Шосэтан не удержал маску полного бесстрастия. На миг из-под неё выглянула, скаля свои ядовитые клыки, неприязнь. Впрочем, грерод быстро вернул маску на место и принялся вещать (да-да, именно вещать, а не говорить и даже не излагать). Начал он чуть ли не от начала текущей эпохи, но Ниллима не стала его останавливать. Напротив: подключившись через особый канал связи к инфоцентру — такую выделенную связь она уже неплохо освоила — она прогоняла речь Шосэтана через полдюжины разных аналитических фильтров. Начиная от сравнительно простой программы, удостоверяющей меру искренности высказываний, а говоря проще — ищущей в словах ложь и недомолвки, и заканчивая программой, моделирующей межклановые отношения. Историю, генеалогические данные и перспективы взаимодействия благородных семейств.

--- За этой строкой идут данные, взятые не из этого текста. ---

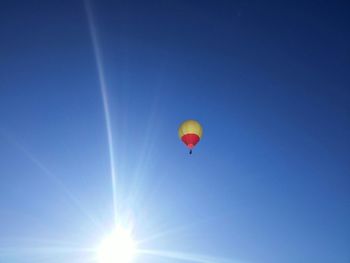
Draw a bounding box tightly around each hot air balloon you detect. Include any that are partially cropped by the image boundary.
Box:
[179,120,203,154]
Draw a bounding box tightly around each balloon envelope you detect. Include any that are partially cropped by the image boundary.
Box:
[179,120,203,149]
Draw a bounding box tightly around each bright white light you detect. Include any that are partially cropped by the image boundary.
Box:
[97,227,136,263]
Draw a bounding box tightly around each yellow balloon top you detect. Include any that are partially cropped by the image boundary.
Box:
[179,120,203,139]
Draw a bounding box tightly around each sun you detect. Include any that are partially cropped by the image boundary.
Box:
[97,227,136,263]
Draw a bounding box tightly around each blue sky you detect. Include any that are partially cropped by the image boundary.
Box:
[0,1,350,263]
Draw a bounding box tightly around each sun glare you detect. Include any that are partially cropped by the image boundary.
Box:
[97,227,136,263]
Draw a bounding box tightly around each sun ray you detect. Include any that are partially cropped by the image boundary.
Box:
[85,0,117,227]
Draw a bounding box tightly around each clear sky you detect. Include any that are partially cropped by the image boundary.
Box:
[0,0,350,263]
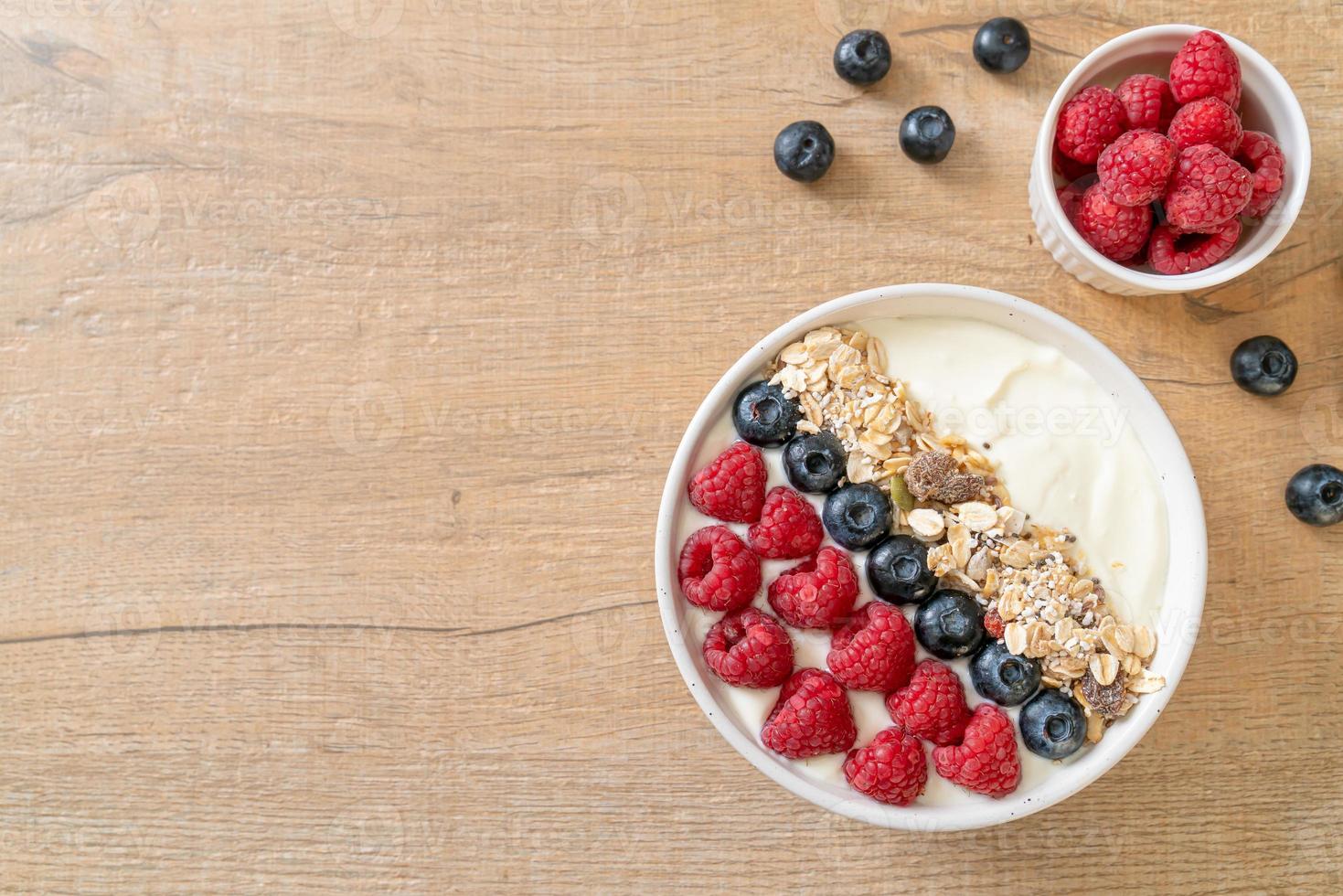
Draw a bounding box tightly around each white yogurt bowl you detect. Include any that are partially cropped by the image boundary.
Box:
[1030,24,1311,295]
[656,283,1208,831]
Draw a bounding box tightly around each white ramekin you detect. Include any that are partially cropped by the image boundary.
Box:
[1030,24,1311,295]
[656,283,1208,831]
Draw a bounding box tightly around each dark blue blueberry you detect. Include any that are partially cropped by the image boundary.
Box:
[975,16,1030,74]
[970,641,1039,707]
[821,482,890,550]
[914,591,985,659]
[773,121,836,184]
[868,535,937,603]
[1231,336,1296,395]
[783,432,848,495]
[732,380,802,447]
[836,31,890,86]
[1286,464,1343,525]
[1017,688,1086,759]
[900,106,956,165]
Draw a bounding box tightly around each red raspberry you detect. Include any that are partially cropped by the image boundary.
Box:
[1096,131,1178,206]
[689,442,768,523]
[677,525,760,610]
[704,607,793,688]
[985,607,1006,638]
[932,702,1020,798]
[1059,175,1096,227]
[826,603,914,693]
[770,546,858,629]
[1235,131,1286,218]
[1054,145,1096,184]
[747,485,825,560]
[844,728,928,806]
[1114,75,1179,134]
[760,669,858,759]
[1147,218,1241,274]
[1166,97,1245,155]
[1073,184,1152,262]
[887,659,970,747]
[1165,145,1254,234]
[1171,31,1241,109]
[1054,88,1128,165]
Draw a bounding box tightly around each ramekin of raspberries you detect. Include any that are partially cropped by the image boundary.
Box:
[1031,26,1309,294]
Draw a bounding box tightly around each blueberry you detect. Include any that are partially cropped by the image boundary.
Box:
[914,591,985,659]
[900,106,956,165]
[1017,688,1086,759]
[732,380,802,447]
[868,535,937,603]
[821,482,890,550]
[836,31,890,86]
[1231,336,1296,395]
[975,16,1030,74]
[970,641,1039,707]
[1286,464,1343,525]
[783,432,848,495]
[773,121,836,184]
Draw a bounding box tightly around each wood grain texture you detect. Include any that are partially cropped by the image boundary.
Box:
[0,0,1343,893]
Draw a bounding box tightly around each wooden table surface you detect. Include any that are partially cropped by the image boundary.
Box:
[0,0,1343,893]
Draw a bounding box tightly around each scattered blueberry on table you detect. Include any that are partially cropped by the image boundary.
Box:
[834,31,890,88]
[1231,336,1297,395]
[773,121,836,184]
[974,16,1030,74]
[900,106,956,165]
[1286,464,1343,527]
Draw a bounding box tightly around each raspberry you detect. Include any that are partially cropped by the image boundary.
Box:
[704,607,793,688]
[770,546,858,629]
[1059,175,1096,227]
[1171,31,1241,109]
[689,442,768,523]
[1054,145,1096,184]
[1147,218,1241,274]
[1163,145,1254,234]
[1166,97,1245,155]
[826,603,914,693]
[1114,75,1179,134]
[887,659,970,747]
[1235,131,1286,218]
[932,702,1020,798]
[844,728,928,806]
[747,485,825,560]
[1096,131,1178,206]
[985,607,1006,638]
[1054,88,1128,165]
[1073,184,1152,262]
[760,669,858,759]
[676,525,760,610]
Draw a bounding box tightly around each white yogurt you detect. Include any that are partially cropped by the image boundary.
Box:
[858,317,1168,629]
[677,318,1167,805]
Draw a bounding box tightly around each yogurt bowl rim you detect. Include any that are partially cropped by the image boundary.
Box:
[654,283,1208,831]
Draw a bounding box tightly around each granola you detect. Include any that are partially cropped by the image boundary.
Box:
[768,326,1166,743]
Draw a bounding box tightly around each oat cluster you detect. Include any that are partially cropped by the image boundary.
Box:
[768,326,993,497]
[770,326,1166,743]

Увы, пользы запущенные программы приносили не так много, как хотелось бы. Например, фильтр-правдомер на Шосэтане нередко спотыкался. Да и вообще не давал особых гарантий, обеспечивая лишь некоторый процент вероятности выявления прямого обмана. Прячась за стандартные формулировки и используя другие дипломатические увёртки, грерод ухитрялся врать правдоподобно до озноба. Да он и говорил-то в основном правду, вот только трактовал её так ловко… шерсть вставала дыбом при мысли о том, каких высот должно достигать искусство обмана у более опытных сарье, если уже на уровне Шосэтана этот навык настолько развит! Эмпатия малой и средней “глубины” — не столько подспорье, сколько помеха в выявлении обмана, если лгун искренне верит в собственное враньё… или, хуже того, сам не знает точно, какой из десятка равно вероятных трактовок некоего события следует отдать предпочтение.

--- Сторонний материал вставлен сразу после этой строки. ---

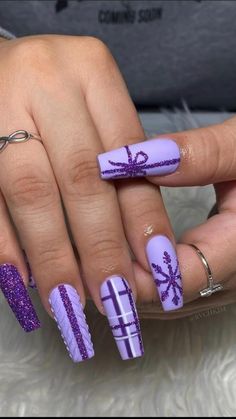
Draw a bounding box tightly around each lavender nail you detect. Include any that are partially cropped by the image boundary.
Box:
[49,284,94,362]
[0,264,40,332]
[101,276,144,360]
[98,138,180,179]
[146,236,183,311]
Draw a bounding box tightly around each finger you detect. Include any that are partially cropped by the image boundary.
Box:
[0,192,40,332]
[0,115,93,362]
[85,47,183,311]
[97,118,236,186]
[32,91,143,359]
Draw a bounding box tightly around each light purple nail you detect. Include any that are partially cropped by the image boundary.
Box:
[146,236,183,311]
[49,284,94,362]
[101,276,144,360]
[98,138,180,179]
[0,264,40,332]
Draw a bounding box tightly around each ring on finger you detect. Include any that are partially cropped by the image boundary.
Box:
[189,244,223,297]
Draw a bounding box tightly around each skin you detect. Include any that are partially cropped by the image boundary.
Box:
[0,36,233,322]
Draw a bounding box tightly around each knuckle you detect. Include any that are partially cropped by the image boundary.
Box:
[63,149,102,199]
[12,37,52,65]
[200,127,222,184]
[82,36,110,60]
[8,168,55,207]
[89,238,124,265]
[37,244,68,269]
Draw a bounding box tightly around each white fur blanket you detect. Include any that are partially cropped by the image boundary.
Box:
[0,110,233,417]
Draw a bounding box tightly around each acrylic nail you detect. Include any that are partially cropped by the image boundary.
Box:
[49,284,94,362]
[0,264,40,332]
[146,236,183,311]
[98,138,180,180]
[101,276,144,360]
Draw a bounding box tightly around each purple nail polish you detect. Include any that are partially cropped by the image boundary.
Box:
[98,138,180,179]
[49,284,94,362]
[101,276,144,360]
[146,236,183,311]
[0,264,40,332]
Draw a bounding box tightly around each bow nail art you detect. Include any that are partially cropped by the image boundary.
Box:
[98,139,180,179]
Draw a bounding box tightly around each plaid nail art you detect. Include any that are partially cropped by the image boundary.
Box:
[101,276,144,359]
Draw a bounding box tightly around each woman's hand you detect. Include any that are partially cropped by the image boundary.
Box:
[99,117,236,318]
[0,36,182,361]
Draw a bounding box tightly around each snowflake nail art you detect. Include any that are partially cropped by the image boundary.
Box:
[152,252,183,307]
[147,236,183,311]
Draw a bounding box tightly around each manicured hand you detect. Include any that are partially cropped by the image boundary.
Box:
[99,117,236,317]
[0,36,183,362]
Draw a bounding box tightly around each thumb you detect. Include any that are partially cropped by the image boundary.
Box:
[98,117,236,186]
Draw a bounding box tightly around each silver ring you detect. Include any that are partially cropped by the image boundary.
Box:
[0,130,42,153]
[189,244,223,297]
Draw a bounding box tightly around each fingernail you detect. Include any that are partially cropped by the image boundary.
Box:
[101,276,144,360]
[49,284,94,362]
[146,236,183,311]
[98,138,180,179]
[0,264,40,332]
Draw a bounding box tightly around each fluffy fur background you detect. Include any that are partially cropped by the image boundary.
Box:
[0,110,233,417]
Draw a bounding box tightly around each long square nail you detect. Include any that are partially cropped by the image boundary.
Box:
[0,264,40,332]
[101,276,144,360]
[146,236,183,311]
[49,284,94,362]
[98,138,180,180]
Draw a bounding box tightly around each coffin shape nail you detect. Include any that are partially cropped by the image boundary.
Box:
[101,276,144,360]
[98,138,180,179]
[49,284,94,362]
[0,264,40,332]
[146,236,183,311]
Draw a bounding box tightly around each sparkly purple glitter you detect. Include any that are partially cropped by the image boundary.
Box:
[0,264,40,332]
[152,251,183,306]
[58,285,89,361]
[101,145,180,178]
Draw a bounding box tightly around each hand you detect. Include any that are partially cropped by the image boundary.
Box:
[0,36,182,361]
[100,117,236,318]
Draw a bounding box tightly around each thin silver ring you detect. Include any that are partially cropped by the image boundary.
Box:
[189,244,223,297]
[0,130,42,153]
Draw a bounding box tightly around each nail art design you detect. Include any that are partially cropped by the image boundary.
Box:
[98,139,180,179]
[101,276,144,360]
[49,284,94,362]
[147,236,183,311]
[0,264,40,332]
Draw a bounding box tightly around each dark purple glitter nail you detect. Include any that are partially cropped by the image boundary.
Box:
[0,264,40,332]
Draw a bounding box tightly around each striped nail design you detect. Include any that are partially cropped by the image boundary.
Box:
[0,264,40,332]
[101,276,144,360]
[147,236,183,311]
[98,138,180,179]
[49,284,94,362]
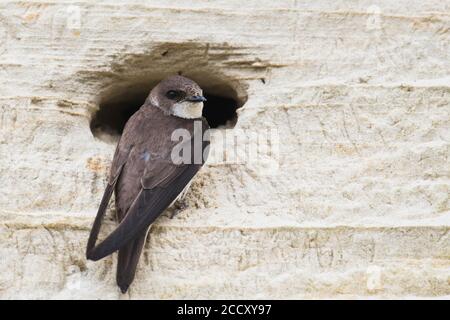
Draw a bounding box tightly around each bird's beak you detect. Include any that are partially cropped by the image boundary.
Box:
[186,96,206,102]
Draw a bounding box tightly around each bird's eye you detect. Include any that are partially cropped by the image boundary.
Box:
[166,90,180,100]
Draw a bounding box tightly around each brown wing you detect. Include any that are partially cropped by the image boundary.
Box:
[87,116,209,260]
[88,160,201,260]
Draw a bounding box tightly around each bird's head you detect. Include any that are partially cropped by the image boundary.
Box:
[147,76,206,119]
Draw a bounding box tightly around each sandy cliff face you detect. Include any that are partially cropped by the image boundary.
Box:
[0,0,450,298]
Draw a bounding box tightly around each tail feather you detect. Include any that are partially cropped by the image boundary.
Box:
[116,232,147,293]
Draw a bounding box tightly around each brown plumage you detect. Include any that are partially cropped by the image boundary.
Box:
[86,76,209,293]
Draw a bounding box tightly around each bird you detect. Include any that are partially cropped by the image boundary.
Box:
[86,75,209,293]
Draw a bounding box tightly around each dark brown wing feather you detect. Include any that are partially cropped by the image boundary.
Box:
[88,164,201,261]
[86,107,209,292]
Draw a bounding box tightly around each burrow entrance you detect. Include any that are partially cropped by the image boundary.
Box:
[90,46,247,142]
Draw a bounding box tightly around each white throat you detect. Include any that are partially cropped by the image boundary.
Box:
[171,101,203,119]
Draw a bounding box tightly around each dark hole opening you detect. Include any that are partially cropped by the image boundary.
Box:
[91,85,242,141]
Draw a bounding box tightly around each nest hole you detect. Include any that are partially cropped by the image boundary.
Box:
[90,79,246,142]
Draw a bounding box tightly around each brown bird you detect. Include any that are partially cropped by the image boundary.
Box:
[86,76,209,293]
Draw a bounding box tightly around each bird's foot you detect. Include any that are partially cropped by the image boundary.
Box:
[170,200,188,219]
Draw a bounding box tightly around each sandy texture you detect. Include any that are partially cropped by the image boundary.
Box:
[0,0,450,299]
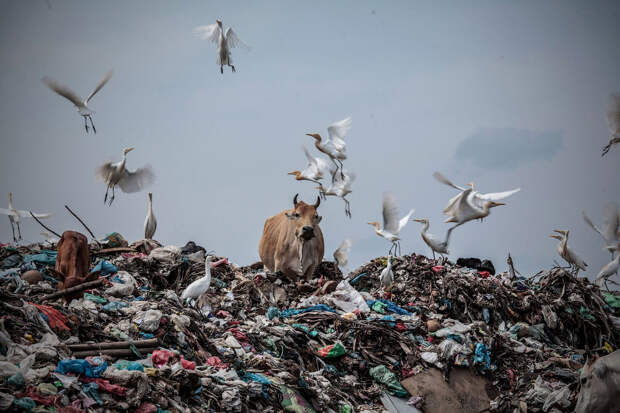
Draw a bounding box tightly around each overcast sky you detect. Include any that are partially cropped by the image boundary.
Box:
[0,0,620,276]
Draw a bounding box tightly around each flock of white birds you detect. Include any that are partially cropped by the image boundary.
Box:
[0,20,620,290]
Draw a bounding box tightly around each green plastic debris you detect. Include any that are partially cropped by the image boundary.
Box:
[84,293,108,304]
[602,292,620,308]
[280,385,316,413]
[316,341,347,358]
[372,301,387,314]
[579,306,596,321]
[370,364,409,397]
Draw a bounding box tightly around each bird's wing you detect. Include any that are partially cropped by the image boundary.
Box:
[398,209,415,232]
[475,188,521,201]
[42,77,83,106]
[192,23,222,43]
[118,165,155,193]
[95,162,115,183]
[327,117,353,151]
[224,27,250,49]
[383,192,398,234]
[15,210,53,219]
[601,202,620,244]
[607,93,620,134]
[86,70,112,103]
[433,172,466,191]
[334,239,353,267]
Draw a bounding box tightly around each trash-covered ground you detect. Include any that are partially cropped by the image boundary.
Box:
[0,241,620,413]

Но с выявлением вранья дела обстояли ещё благополучно — если сравнить с результатами работы программы, “воссоздающей систему отношений конкурирующих групп разумных внутри Лабиринта”. Назвать эту программу что-либо моделирующей означало очень сильно преувеличить. Несмотря на активную работу резидентного блока, подсаженного Соседом Долигу Рэхлонду, данных для построения нормальной модели отчаянно не хватало.

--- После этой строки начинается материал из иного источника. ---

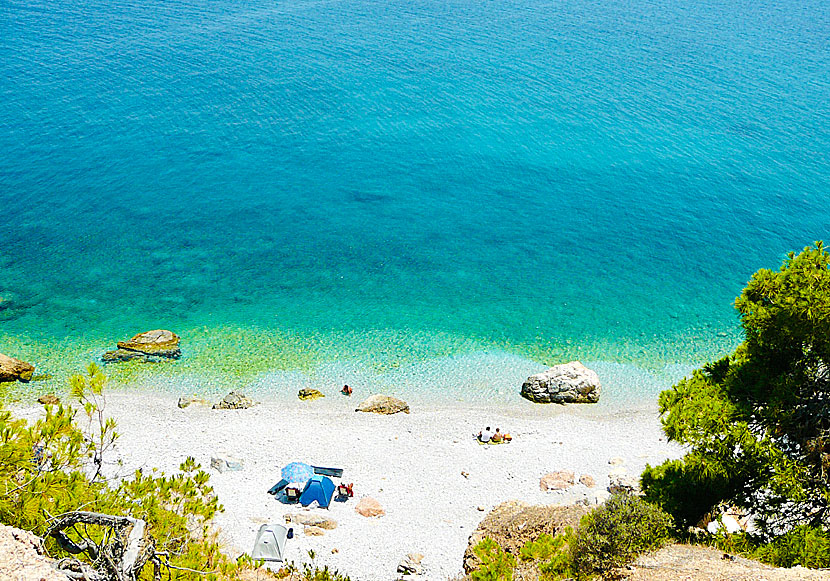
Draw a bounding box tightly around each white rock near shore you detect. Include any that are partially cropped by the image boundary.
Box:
[521,361,600,403]
[15,391,682,581]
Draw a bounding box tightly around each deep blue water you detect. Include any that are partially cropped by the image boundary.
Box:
[0,0,830,398]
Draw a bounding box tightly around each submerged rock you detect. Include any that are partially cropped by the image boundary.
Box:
[521,361,600,403]
[0,353,35,383]
[213,391,254,410]
[354,395,409,415]
[101,329,182,363]
[297,388,326,401]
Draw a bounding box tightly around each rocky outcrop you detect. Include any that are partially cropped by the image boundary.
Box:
[0,353,35,382]
[464,500,589,579]
[539,470,575,492]
[213,391,254,410]
[521,361,600,403]
[354,496,386,517]
[0,524,68,581]
[297,388,326,401]
[608,474,640,494]
[101,329,182,363]
[354,395,409,415]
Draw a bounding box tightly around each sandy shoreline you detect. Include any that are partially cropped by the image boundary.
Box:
[13,392,680,581]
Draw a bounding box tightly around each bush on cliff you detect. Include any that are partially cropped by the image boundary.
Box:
[642,242,830,564]
[0,365,242,579]
[471,494,672,581]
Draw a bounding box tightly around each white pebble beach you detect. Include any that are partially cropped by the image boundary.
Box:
[16,392,681,581]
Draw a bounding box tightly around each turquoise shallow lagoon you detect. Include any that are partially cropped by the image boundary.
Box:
[0,0,830,402]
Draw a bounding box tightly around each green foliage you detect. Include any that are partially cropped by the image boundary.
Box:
[713,525,830,568]
[470,538,516,581]
[570,494,672,576]
[643,242,830,538]
[0,366,252,581]
[519,527,576,581]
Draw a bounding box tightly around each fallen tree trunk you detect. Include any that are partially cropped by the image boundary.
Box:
[46,511,155,581]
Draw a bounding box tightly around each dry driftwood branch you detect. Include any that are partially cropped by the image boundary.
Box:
[46,511,155,581]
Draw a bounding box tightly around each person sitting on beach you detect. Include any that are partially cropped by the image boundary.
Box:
[478,426,493,444]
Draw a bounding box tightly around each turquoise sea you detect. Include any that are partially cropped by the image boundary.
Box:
[0,0,830,402]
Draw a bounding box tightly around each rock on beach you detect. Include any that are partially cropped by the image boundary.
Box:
[354,395,409,415]
[521,361,600,403]
[0,353,35,382]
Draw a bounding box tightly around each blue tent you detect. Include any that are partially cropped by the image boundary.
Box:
[300,474,334,508]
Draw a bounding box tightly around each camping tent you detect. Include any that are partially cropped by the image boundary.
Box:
[300,474,334,508]
[251,525,288,561]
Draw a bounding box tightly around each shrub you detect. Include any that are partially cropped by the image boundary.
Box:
[571,494,672,576]
[714,525,830,568]
[641,460,732,530]
[470,538,516,581]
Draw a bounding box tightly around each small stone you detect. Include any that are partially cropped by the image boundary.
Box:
[176,396,210,409]
[579,474,597,488]
[539,470,575,492]
[608,475,640,494]
[297,388,326,401]
[303,526,326,537]
[354,395,409,415]
[285,512,337,530]
[354,496,386,517]
[210,456,242,473]
[213,391,254,410]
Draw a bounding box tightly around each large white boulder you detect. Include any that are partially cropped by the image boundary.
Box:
[521,361,600,403]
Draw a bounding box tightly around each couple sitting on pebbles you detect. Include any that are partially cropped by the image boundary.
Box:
[476,426,513,444]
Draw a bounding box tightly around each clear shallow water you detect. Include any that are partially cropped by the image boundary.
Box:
[0,0,830,400]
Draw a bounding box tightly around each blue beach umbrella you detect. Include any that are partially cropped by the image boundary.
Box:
[281,462,314,483]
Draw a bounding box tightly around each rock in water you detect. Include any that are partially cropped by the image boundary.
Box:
[354,395,409,415]
[102,329,182,363]
[213,391,254,410]
[118,329,182,359]
[354,496,386,517]
[0,353,35,382]
[297,388,326,401]
[521,361,600,403]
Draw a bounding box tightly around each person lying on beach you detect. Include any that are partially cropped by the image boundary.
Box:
[478,426,493,444]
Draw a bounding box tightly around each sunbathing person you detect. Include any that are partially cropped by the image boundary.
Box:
[478,426,493,444]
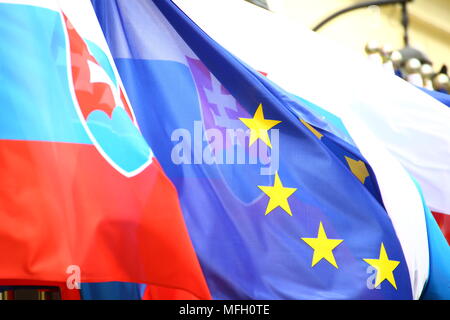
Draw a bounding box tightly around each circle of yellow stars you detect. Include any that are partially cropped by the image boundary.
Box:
[239,103,400,290]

Проблема в том, что Смотритель попросту не старался вникать в то, что считал “мелкими нюансами”, милуя либо (чаще) карая обитателей Лабиринта сообразно лишь собственным представлениям о допустимом и должном. С "истинно воинской" прямотой, не взирая на лица и почти всегда игнорируя причины чужих поступков, заодно с сопутствующими обстоятельствами. Из других сарье с резидентными блоками мастер Глам интересовался межклановой политикой ещё меньше. Сорх — совсем даже наоборот. И он мог бы стать истинной драгоценностью среди источников информации, поступающей в инфоцентр. Но увы! Смесок по понятным причинам крутился слишком далеко от тех кругов, где знали истинные первопричины событий или хотя бы могли догадываться о них. Он наблюдал лишь тени следствий тех или иных решений. Разумеется, воссоздавать решения по этим теням представлялось задачей неразрешимой.